Ingesters with WAL

Currently the ingesters running in the chunks storage mode, store all their data in memory. If there is a crash, there could be loss of data. WAL helps fill this gap in reliability.

To use WAL, there are some changes that needs to be made in the deployment.

Changes to deployment

  1. Since ingesters need to have the same persistent volume across restarts/rollout, all the ingesters should be run on statefulset with fixed volumes.

  2. Following flags needs to be set

    • --ingester.wal-dir to the directory where the WAL data should be stores and/or recovered from. Note that this should be on the mounted volume.
    • --ingester.wal-enabled to true which enables writing to WAL during ingestion.
    • --ingester.checkpoint-enabled to true to enable checkpointing of in-memory chunks to disk. This is optional which helps in speeding up the replay process.
    • --ingester.checkpoint-duration to the interval at which checkpoints should be created. Default is 30m, and depending on the number of series, it can be brought down to 15m if there are less series per ingester (say 1M).
    • --ingester.recover-from-wal to true to recover data from an existing WAL. The data is recovered even if WAL is disabled and this is set to true. The WAL dir needs to be set for this.
      • If you are going to enable WAL, it is advisable to always set this to true.
    • --ingester.tokens-file-path should be set to the filepath where the tokens should be stored. Note that this should be on the mounted volume. Why this is required is described below.

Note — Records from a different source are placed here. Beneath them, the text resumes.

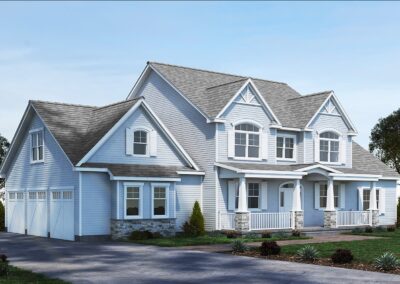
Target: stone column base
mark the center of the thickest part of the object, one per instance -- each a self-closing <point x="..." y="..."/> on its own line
<point x="298" y="220"/>
<point x="330" y="219"/>
<point x="242" y="221"/>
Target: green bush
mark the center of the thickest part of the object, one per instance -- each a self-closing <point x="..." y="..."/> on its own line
<point x="387" y="261"/>
<point x="269" y="248"/>
<point x="238" y="246"/>
<point x="308" y="253"/>
<point x="342" y="256"/>
<point x="195" y="226"/>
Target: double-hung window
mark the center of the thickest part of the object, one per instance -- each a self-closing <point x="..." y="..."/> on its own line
<point x="37" y="146"/>
<point x="285" y="147"/>
<point x="247" y="141"/>
<point x="329" y="147"/>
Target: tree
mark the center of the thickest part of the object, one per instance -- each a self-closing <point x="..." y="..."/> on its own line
<point x="385" y="140"/>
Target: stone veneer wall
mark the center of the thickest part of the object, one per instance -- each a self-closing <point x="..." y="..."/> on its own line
<point x="121" y="229"/>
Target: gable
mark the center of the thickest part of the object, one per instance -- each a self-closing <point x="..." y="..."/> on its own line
<point x="113" y="150"/>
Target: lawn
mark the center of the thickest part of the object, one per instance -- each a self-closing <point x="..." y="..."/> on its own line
<point x="17" y="275"/>
<point x="206" y="240"/>
<point x="364" y="251"/>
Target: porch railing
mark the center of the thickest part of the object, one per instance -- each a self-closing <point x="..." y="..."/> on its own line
<point x="353" y="218"/>
<point x="227" y="221"/>
<point x="266" y="221"/>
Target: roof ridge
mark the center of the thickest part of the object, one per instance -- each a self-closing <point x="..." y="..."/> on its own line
<point x="215" y="72"/>
<point x="58" y="103"/>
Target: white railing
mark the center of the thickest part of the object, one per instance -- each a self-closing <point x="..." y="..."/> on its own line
<point x="227" y="221"/>
<point x="266" y="221"/>
<point x="353" y="218"/>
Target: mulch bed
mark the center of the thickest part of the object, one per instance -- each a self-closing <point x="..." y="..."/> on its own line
<point x="320" y="261"/>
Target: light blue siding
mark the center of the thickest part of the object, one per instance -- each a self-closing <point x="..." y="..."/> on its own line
<point x="191" y="130"/>
<point x="113" y="150"/>
<point x="96" y="203"/>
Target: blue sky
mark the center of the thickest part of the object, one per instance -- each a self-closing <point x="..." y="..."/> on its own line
<point x="93" y="52"/>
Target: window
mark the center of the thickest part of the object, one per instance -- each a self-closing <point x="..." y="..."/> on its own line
<point x="253" y="195"/>
<point x="247" y="141"/>
<point x="329" y="147"/>
<point x="37" y="146"/>
<point x="132" y="201"/>
<point x="323" y="195"/>
<point x="160" y="200"/>
<point x="285" y="147"/>
<point x="140" y="142"/>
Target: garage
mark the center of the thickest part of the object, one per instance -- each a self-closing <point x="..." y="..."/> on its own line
<point x="62" y="214"/>
<point x="16" y="212"/>
<point x="37" y="213"/>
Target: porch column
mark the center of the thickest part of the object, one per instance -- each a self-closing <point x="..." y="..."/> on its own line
<point x="373" y="206"/>
<point x="242" y="215"/>
<point x="330" y="214"/>
<point x="298" y="215"/>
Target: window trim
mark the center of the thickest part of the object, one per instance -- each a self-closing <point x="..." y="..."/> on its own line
<point x="167" y="189"/>
<point x="147" y="130"/>
<point x="31" y="133"/>
<point x="294" y="159"/>
<point x="134" y="184"/>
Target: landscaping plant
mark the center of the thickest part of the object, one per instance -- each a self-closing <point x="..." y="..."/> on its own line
<point x="269" y="248"/>
<point x="308" y="253"/>
<point x="238" y="246"/>
<point x="342" y="256"/>
<point x="386" y="262"/>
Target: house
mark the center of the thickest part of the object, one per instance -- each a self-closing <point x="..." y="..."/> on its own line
<point x="255" y="153"/>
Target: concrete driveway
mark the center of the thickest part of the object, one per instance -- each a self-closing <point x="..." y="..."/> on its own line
<point x="109" y="262"/>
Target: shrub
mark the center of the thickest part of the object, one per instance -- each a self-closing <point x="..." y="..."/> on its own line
<point x="387" y="261"/>
<point x="342" y="256"/>
<point x="140" y="235"/>
<point x="238" y="246"/>
<point x="308" y="253"/>
<point x="269" y="248"/>
<point x="4" y="267"/>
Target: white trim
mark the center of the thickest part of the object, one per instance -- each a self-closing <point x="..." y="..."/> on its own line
<point x="167" y="189"/>
<point x="140" y="186"/>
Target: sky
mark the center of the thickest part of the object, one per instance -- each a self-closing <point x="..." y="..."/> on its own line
<point x="93" y="52"/>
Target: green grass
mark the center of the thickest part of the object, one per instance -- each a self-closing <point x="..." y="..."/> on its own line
<point x="17" y="275"/>
<point x="204" y="240"/>
<point x="364" y="251"/>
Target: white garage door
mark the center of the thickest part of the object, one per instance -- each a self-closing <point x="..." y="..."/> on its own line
<point x="62" y="215"/>
<point x="16" y="212"/>
<point x="37" y="213"/>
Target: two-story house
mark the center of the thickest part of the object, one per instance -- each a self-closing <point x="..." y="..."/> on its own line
<point x="256" y="154"/>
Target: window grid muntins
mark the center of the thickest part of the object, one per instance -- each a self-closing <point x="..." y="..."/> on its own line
<point x="37" y="146"/>
<point x="140" y="142"/>
<point x="247" y="141"/>
<point x="132" y="201"/>
<point x="160" y="201"/>
<point x="329" y="147"/>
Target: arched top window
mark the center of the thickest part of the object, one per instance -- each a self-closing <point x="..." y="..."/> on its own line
<point x="140" y="142"/>
<point x="247" y="141"/>
<point x="329" y="147"/>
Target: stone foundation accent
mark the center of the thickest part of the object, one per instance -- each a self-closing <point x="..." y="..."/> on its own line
<point x="330" y="219"/>
<point x="242" y="221"/>
<point x="375" y="218"/>
<point x="121" y="229"/>
<point x="298" y="220"/>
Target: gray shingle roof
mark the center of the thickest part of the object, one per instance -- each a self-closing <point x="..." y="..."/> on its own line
<point x="78" y="128"/>
<point x="126" y="170"/>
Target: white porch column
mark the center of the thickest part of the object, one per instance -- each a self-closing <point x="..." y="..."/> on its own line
<point x="372" y="197"/>
<point x="296" y="206"/>
<point x="242" y="204"/>
<point x="330" y="202"/>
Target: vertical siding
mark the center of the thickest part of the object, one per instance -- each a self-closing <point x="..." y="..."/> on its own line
<point x="96" y="204"/>
<point x="113" y="150"/>
<point x="191" y="130"/>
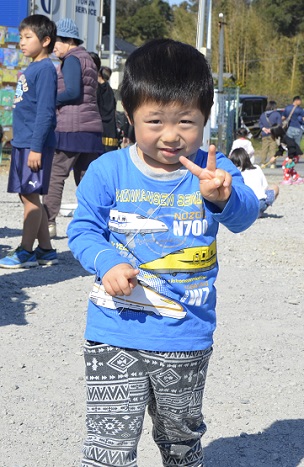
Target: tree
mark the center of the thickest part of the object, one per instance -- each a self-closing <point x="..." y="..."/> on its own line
<point x="285" y="16"/>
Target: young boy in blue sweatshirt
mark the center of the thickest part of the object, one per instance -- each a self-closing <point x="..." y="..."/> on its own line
<point x="146" y="226"/>
<point x="34" y="122"/>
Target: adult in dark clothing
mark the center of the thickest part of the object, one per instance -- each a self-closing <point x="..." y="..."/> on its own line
<point x="269" y="118"/>
<point x="79" y="126"/>
<point x="107" y="108"/>
<point x="296" y="113"/>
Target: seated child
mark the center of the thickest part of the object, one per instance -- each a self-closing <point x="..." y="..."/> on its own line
<point x="285" y="143"/>
<point x="254" y="178"/>
<point x="242" y="141"/>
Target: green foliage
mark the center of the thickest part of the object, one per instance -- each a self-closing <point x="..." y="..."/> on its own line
<point x="286" y="16"/>
<point x="263" y="38"/>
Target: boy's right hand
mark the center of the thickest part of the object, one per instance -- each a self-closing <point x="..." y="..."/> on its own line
<point x="120" y="280"/>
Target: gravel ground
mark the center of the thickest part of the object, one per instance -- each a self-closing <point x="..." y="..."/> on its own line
<point x="254" y="404"/>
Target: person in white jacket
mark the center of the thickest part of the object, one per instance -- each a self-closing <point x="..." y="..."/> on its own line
<point x="254" y="178"/>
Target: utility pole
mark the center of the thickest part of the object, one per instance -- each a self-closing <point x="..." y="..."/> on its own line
<point x="203" y="18"/>
<point x="221" y="102"/>
<point x="112" y="33"/>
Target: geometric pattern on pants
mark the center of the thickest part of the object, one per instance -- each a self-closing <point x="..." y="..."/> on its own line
<point x="122" y="383"/>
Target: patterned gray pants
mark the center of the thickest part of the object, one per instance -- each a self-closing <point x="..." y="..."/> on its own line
<point x="121" y="383"/>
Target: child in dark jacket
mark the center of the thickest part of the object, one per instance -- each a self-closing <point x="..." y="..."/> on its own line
<point x="285" y="143"/>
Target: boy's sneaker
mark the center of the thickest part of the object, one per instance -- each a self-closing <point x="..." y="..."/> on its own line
<point x="298" y="181"/>
<point x="46" y="257"/>
<point x="19" y="258"/>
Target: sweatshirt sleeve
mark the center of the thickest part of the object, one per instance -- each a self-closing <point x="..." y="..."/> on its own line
<point x="88" y="232"/>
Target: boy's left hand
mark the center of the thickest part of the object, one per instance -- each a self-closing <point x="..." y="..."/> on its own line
<point x="34" y="161"/>
<point x="215" y="184"/>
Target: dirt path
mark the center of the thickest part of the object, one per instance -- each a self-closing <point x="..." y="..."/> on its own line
<point x="254" y="405"/>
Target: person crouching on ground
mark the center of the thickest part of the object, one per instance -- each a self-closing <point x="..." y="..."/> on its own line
<point x="286" y="143"/>
<point x="254" y="178"/>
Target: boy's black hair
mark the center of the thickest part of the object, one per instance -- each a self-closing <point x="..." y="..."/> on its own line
<point x="272" y="105"/>
<point x="166" y="71"/>
<point x="96" y="59"/>
<point x="241" y="159"/>
<point x="42" y="26"/>
<point x="69" y="40"/>
<point x="105" y="72"/>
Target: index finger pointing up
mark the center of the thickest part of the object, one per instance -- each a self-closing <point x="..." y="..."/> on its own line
<point x="211" y="161"/>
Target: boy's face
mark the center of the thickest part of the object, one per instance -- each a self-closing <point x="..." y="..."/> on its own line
<point x="31" y="46"/>
<point x="164" y="133"/>
<point x="61" y="48"/>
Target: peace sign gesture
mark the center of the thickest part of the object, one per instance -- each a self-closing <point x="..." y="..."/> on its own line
<point x="215" y="184"/>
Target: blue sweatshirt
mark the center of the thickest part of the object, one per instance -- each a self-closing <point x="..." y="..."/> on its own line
<point x="34" y="109"/>
<point x="160" y="224"/>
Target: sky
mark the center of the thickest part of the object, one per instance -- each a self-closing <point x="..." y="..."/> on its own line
<point x="174" y="2"/>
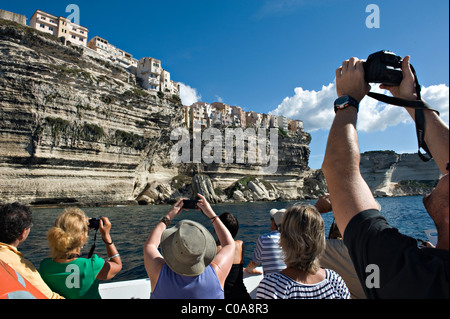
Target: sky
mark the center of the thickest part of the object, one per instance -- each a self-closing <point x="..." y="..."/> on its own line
<point x="279" y="56"/>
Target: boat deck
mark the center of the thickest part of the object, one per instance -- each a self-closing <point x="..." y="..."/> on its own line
<point x="140" y="288"/>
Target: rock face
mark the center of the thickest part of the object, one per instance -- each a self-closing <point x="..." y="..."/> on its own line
<point x="391" y="174"/>
<point x="74" y="129"/>
<point x="77" y="130"/>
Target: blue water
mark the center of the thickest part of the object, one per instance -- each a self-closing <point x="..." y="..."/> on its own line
<point x="132" y="224"/>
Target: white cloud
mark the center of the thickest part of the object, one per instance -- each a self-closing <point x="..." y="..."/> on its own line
<point x="188" y="95"/>
<point x="315" y="108"/>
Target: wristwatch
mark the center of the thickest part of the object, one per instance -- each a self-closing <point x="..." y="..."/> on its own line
<point x="165" y="220"/>
<point x="345" y="101"/>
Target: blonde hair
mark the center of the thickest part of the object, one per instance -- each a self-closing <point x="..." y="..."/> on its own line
<point x="302" y="237"/>
<point x="69" y="232"/>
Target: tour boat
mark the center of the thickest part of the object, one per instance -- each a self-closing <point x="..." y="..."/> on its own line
<point x="140" y="288"/>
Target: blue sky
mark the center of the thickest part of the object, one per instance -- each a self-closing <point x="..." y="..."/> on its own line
<point x="278" y="56"/>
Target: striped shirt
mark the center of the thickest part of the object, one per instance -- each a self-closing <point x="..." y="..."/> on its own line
<point x="280" y="286"/>
<point x="268" y="253"/>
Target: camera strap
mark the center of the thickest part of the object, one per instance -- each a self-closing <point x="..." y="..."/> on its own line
<point x="419" y="105"/>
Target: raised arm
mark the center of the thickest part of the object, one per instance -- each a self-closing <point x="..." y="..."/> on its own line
<point x="436" y="131"/>
<point x="153" y="260"/>
<point x="114" y="264"/>
<point x="349" y="193"/>
<point x="224" y="259"/>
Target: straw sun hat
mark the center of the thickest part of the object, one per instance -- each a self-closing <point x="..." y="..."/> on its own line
<point x="188" y="248"/>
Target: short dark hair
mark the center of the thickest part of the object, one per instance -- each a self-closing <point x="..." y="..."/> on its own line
<point x="230" y="222"/>
<point x="14" y="219"/>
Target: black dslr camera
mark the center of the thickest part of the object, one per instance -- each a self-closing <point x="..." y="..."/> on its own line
<point x="94" y="223"/>
<point x="383" y="67"/>
<point x="190" y="204"/>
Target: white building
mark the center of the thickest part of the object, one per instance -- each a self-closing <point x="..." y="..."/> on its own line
<point x="59" y="27"/>
<point x="111" y="52"/>
<point x="153" y="77"/>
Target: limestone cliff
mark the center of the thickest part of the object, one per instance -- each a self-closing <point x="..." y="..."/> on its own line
<point x="391" y="174"/>
<point x="78" y="130"/>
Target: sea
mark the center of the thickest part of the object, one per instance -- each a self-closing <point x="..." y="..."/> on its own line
<point x="131" y="226"/>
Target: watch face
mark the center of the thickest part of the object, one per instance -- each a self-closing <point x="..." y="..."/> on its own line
<point x="342" y="101"/>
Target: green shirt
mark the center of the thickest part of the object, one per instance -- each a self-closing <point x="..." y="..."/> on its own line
<point x="73" y="280"/>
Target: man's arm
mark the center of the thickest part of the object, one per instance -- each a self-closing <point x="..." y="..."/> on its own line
<point x="436" y="131"/>
<point x="349" y="193"/>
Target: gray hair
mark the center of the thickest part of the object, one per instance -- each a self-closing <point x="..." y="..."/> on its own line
<point x="302" y="237"/>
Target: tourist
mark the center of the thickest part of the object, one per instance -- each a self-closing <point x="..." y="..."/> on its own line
<point x="234" y="284"/>
<point x="336" y="256"/>
<point x="389" y="264"/>
<point x="66" y="272"/>
<point x="15" y="226"/>
<point x="189" y="266"/>
<point x="268" y="251"/>
<point x="302" y="240"/>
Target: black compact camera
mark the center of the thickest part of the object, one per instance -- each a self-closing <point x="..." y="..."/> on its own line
<point x="190" y="204"/>
<point x="383" y="67"/>
<point x="94" y="223"/>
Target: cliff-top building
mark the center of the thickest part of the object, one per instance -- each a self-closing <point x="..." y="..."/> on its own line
<point x="153" y="77"/>
<point x="111" y="52"/>
<point x="59" y="27"/>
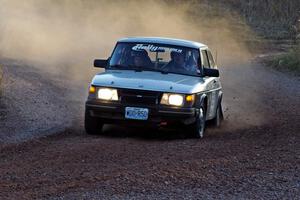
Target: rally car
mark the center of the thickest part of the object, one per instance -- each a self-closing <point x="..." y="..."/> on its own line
<point x="158" y="82"/>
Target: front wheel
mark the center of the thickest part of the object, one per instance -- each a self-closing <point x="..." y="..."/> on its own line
<point x="198" y="127"/>
<point x="219" y="116"/>
<point x="92" y="125"/>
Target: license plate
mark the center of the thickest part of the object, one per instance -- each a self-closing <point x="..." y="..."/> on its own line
<point x="136" y="113"/>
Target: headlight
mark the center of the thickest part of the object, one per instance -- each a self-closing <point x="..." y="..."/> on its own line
<point x="108" y="94"/>
<point x="177" y="99"/>
<point x="172" y="99"/>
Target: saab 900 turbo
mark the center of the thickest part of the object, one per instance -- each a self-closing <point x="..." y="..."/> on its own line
<point x="155" y="81"/>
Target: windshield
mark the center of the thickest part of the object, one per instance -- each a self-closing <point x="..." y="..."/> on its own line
<point x="156" y="57"/>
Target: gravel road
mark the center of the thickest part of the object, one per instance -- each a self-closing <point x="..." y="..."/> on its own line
<point x="45" y="153"/>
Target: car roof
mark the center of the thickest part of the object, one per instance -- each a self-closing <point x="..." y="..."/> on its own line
<point x="162" y="40"/>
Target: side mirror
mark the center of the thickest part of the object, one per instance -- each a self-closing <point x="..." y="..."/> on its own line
<point x="211" y="72"/>
<point x="101" y="63"/>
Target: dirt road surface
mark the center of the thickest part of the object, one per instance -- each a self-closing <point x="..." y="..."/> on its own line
<point x="45" y="153"/>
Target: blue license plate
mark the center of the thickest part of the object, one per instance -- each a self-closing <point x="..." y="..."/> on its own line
<point x="136" y="113"/>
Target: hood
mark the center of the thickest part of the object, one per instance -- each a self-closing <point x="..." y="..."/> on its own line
<point x="149" y="80"/>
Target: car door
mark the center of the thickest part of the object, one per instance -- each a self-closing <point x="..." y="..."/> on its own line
<point x="212" y="84"/>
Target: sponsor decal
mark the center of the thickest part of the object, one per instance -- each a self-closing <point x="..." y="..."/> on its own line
<point x="153" y="48"/>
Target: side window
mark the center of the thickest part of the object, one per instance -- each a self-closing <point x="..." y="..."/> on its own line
<point x="205" y="59"/>
<point x="211" y="60"/>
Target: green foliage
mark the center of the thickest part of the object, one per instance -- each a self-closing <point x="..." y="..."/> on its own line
<point x="273" y="19"/>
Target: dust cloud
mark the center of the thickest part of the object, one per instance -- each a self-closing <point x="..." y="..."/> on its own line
<point x="65" y="36"/>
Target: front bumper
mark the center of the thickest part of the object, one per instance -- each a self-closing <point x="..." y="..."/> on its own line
<point x="114" y="112"/>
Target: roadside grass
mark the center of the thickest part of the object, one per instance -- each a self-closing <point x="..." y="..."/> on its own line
<point x="286" y="62"/>
<point x="1" y="77"/>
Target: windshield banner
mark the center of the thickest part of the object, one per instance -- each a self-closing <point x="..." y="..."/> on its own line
<point x="153" y="48"/>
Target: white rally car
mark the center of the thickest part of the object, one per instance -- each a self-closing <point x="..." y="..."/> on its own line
<point x="155" y="81"/>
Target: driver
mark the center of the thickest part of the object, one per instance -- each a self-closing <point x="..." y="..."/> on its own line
<point x="177" y="62"/>
<point x="141" y="58"/>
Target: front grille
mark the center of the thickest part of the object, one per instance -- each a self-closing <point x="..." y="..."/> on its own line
<point x="130" y="96"/>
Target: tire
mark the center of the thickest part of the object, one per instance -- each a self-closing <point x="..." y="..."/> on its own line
<point x="92" y="125"/>
<point x="198" y="128"/>
<point x="219" y="116"/>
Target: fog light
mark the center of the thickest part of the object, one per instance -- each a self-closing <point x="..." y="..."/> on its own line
<point x="92" y="89"/>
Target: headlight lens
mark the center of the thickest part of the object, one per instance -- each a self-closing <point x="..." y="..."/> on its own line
<point x="172" y="99"/>
<point x="108" y="94"/>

Changes in lifecycle when WAL is enabled

  1. Flushing of data to chunk store during rollouts or scale down is disabled. This is because during a rollout of statefulset there are no ingesters that are simultaneously leaving and joining, rather the same ingester is shut down and brought back again with updated config. Hence flushing is skipped and the data is recovered from the WAL.

  2. As there are no transfers between ingesters, the tokens are stored and recovered from disk between rollout/restarts. This is not a new thing but it is effective when using statefulsets.

Migrating from stateless deployments

The ingester deployment without WAL and statefulset with WAL should be scaled down and up respectively in sync without transfer of data between them to ensure that any ingestion after migration is reliable immediately.

Let’s take an example of 4 ingesters. The migration would look something like this:

  1. Bring up one stateful ingester ingester-0 and wait till it’s ready (accepting read and write requests).
  2. Scale down old ingester deployment to 3 and wait till the leaving ingester flushes all the data to chunk store.
  3. Once that ingester has disappeared from kc get pods ..., add another stateful ingester and wait till it’s ready. This assures not transfer. Now you have ingester-0 ingester-1.
  4. Repeat step 2 to reduce remove another ingester from old deployment.
  5. Repeat step 3 to add another stateful ingester. Now you have ingester-0 ingester-1 ingester-2.
  6. Repeat step 4 and 5, and now you will finally have ingester-0 ingester-1 ingester-2 ingester-3.

How to scale up/down

Scale up

Scaling up is same as what you would do without WAL or statefulsets. Nothing to change here.

Scale down

Since Kubernetes doesn’t differentiate between rollout and scale down when sending a signal, the flushing of chunks is disabled by default. Hence the only thing to take care during scale down is flushing of chunks.

There are 2 ways to do it, with the latter being a fallback option.

First option Consider you have 4 ingesters ingester-0 ingester-1 ingester-2 ingester-3 and you want to scale down to 2 ingesters, the ingesters which will be shutdown according to statefulset rules are ingester-3 and then ingester-2.

Hence before actually scaling down in Kubernetes, port forward those ingesters and hit the /shutdown endpoint. This will flush the chunks and shut down the ingesters (while also removing itself from the ring).

After hitting the endpoint for ingester-2 ingester-3, scale down the ingesters to 2.

PS: Given you have to scale down 1 ingester at a time, you can pipeline the shutdown and scaledown process instead of hitting shutdown endpoint for all to-be-scaled-down ingesters at the same time.

Fallback option

There is a flush mode ingester in progress, and with recent discussions there will be a separate target called flusher in it’s place.

You can run it as a kubernetes job which will * Attach to the volume of the scaled down ingester * Recover from the WAL * And flush all the chunks.

This job is to be run for all the ingesters that you missed hitting the shutdown endpoint as a first option.

More info about the flusher target will be added once it’s upstream.